The Lunch Bunch: Red Cabbage Tacos
October 10, 2009

Red cabbage is one of my favourite leaves to use as a wrap. It looks amazing, it’s crunchy and you can fit a lot into one leaf. It’s really one of the things we raw foodies use as a bread substitute. The ingredients below are pretty much what I had in the fridge today. You could just as easily use things like cucumbers, tomatoes, sprouts or leftover salad. Whatever takes your fancy.
Red Cabbage Tacos
Makes 5
Ingredients
5 smallish red cabbage leaves
2 medium sized carrots
1/4 avocado
1-2 tsp lemon juice
about 8 stalks of fresh chives
Greens of your choice (I used a mix of spinach, chard and lettuces)
Dulse flakes (Karengo Seaweed) for saltiness
Preparation
Finely grate the carrot. If you have a fine grater like one usually used for parmesean you will get more juicy flavour from the carrot.
Mash in the avocado, lemon juice and finely chopped chives. Add a little himalayan or sea salt if you wish.
Take a red cabbage leaf and fill with a few green leaves of your choice and top with some of the carrot avocado mixture.
Top with some dulse (karengo) and a few chopped chives.
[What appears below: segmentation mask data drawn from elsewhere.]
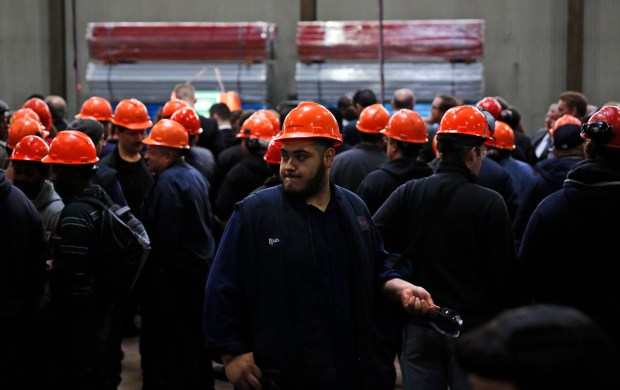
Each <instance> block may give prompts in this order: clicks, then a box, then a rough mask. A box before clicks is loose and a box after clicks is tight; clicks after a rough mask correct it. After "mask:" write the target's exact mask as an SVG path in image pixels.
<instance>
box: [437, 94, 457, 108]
mask: <svg viewBox="0 0 620 390" xmlns="http://www.w3.org/2000/svg"><path fill="white" fill-rule="evenodd" d="M436 97H438V98H440V99H441V104H440V105H439V111H441V112H446V111H448V110H449V109H451V108H452V107H456V106H458V105H459V104H460V103H459V100H458V99H457V98H456V97H454V96H452V95H448V94H447V93H440V94H438V95H437V96H436Z"/></svg>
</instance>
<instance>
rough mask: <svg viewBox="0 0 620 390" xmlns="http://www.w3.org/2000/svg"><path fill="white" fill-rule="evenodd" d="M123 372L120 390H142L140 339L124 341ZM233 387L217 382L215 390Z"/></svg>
mask: <svg viewBox="0 0 620 390" xmlns="http://www.w3.org/2000/svg"><path fill="white" fill-rule="evenodd" d="M123 351H124V352H125V358H124V359H123V372H122V373H121V378H122V379H121V384H120V385H119V386H118V390H140V389H141V388H142V373H141V372H140V353H139V351H138V337H137V336H136V337H130V338H126V339H125V340H124V341H123ZM232 389H233V386H232V385H231V384H230V383H228V382H226V381H220V380H216V381H215V390H232Z"/></svg>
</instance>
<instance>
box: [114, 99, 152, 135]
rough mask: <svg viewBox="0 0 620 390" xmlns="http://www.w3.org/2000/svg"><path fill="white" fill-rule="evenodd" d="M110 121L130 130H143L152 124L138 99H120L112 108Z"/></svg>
mask: <svg viewBox="0 0 620 390" xmlns="http://www.w3.org/2000/svg"><path fill="white" fill-rule="evenodd" d="M112 123H114V124H115V125H117V126H122V127H126V128H128V129H131V130H140V131H142V130H144V129H147V128H149V127H151V126H153V122H151V118H149V112H148V110H147V109H146V106H145V105H144V103H142V102H141V101H139V100H138V99H125V100H121V101H120V102H119V103H118V105H117V106H116V110H114V118H112Z"/></svg>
The Lunch Bunch: Salad Flax Wraps
October 6, 2009

A few people have asked me to post the types of things that I take for lunch. I am fortunate enough to work in an office with a modest kitchen, so I can quite easily assemble salads and things with produce I keep in the work fridge or that I grab from the supermarket over the road. I’m not really into eating a lot of fats anymore, I’m close to 80/10/10 but I’m not strict about it, I just try to keep it low-fat with lots of fruits and vegetables. So with these wraps I try to keep the amounts of flax seeds quite low and bulk them up with celery and psyllium instead. The amounts are very approximate so use what you have on hand and they’ll probably still turn out fine. I’ll write it down properly with the next batch.
Salad Flax Wraps
Flax Wraps
1 large zucchini
3 large stalks of celery
1 Red Pepper/Capsicum
1/2 cup ground flax seeds
1-2 tsp psyllium husk powder
About 3 cups of water
Blend everything in a high speed blender until smooth. You may want to add the water gradually. The psyllium and flax will absorb the water and make a thick gel like mixture, so you can always add more water if you think it is too thick.
Spread the mixture out into circles about 3-4mm thick on dehydrator mats. Make sure not to have any spots that are too thin.
Dehydrate for about 4 hours. Check as you go that they are not getting too dry. They should still be pliable.
Flip them over and dehydrate another 2-4 hours.
Store in a ziplock bag or container.
Tip: If you over dehydrate and end up with large thin crackers instead, you can take a spray bottle filled with water and finely mist them. Lay them between damp paper or tea towels and they will become bendy again.
Fillings
You can pretty much use anything you would normally have in a salad sandwich. For these I had lettuce, cucumber, tomato and grated carrot with a squeeze of lemon juice and a wee bit of sea salt. A small amount of avocado would go down well in the mix too. I find that grated veges are more juicy so I don’t have the need for a dressing or dip which keeps things nice and simple.